After doing some research, the code below does exactly what I want:

func main() {
    // pretend paginated results from initial API request
    page1 := []int{1, 2, 3}
    page2 := []int{4, 5, 6}
    page3 := []int{7, 8, 9}
    pages := [][]int{page1, page2, page3}

    results := make(chan string)

    var wg sync.WaitGroup
    for i := range pages {
        wg.Add(1)
        go func(i int) {
            defer wg.Done()
            for j := range pages[i] {
                // simulate making additional API request and building the report
                time.Sleep(500 * time.Millisecond)

                result := fmt.Sprintf("Finished creating report for %d", pages[i][j])
                results <- result
            }

        }(i)
    }

    go func() {
        wg.Wait()
        close(results)
    }()

    for result := range results {
        fmt.Println(result)
    }
}

I'd like to understand why this is what makes it work:

go func() {
    wg.Wait()
    close(results)
}()

My first try didn't work -- I thought I could range over the channel after wg.Wait() and I'd read the results as they were written to the results channel.

func main() {
    // pretend paginated results from initial API request
    page1 := []int{1, 2, 3}
    page2 := []int{4, 5, 6}
    page3 := []int{7, 8, 9}
    pages := [][]int{page1, page2, page3}

    results := make(chan string)

    var wg sync.WaitGroup
    for i := range pages {
        wg.Add(1)
        go func(i int) {
            defer wg.Done()
            for j := range pages[i] {
                // simulate making additional API request and building the report
                time.Sleep(500 * time.Millisecond)

                result := fmt.Sprintf("Finished creating report for %d", pages[i][j])
                results <- result
            }

        }(i)
    }

    // does not work
    wg.Wait()
    close(results)

    for result := range results {
        fmt.Println(result)
    }
}

Solution

  • In your first attempt:

    1. Main goroutine makes 3 goroutines to put values in the result channel.
    2. Main goroutine waits for all of them to finish.
    3. One of the goroutines puts a value in the result channel and fills the channel up (channel size 1 string).
    4. All three goroutine now cannot put value in to the result channel anymore and goes to sleep till the result channel is freed up.
    5. All goroutines are asleep. You have deadlock.

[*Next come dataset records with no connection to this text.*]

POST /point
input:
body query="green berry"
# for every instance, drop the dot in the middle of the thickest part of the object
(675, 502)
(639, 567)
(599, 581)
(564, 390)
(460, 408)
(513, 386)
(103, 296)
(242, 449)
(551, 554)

    In your second attempt:

    1. Main goroutine makes 4 goroutines.
    2. 3 goroutines put values in the result channel.
    3. Other goroutine (I'll refer to this as 4th) waits for these 3 to end.
    4. Meanwhile main goroutine waits for values in result channel (for loop)
    5. In this case if one of the goroutine puts a value in the result channel blocking the rest of the three goroutines; the main goroutine pulls the value out of the results channel, thus unblocking the other goroutines.
    6. So all the 3 goroutines put all their respective values and end
    7. Then the 4th goroutine closes the channel
    8. And main goroutine ends its for loop.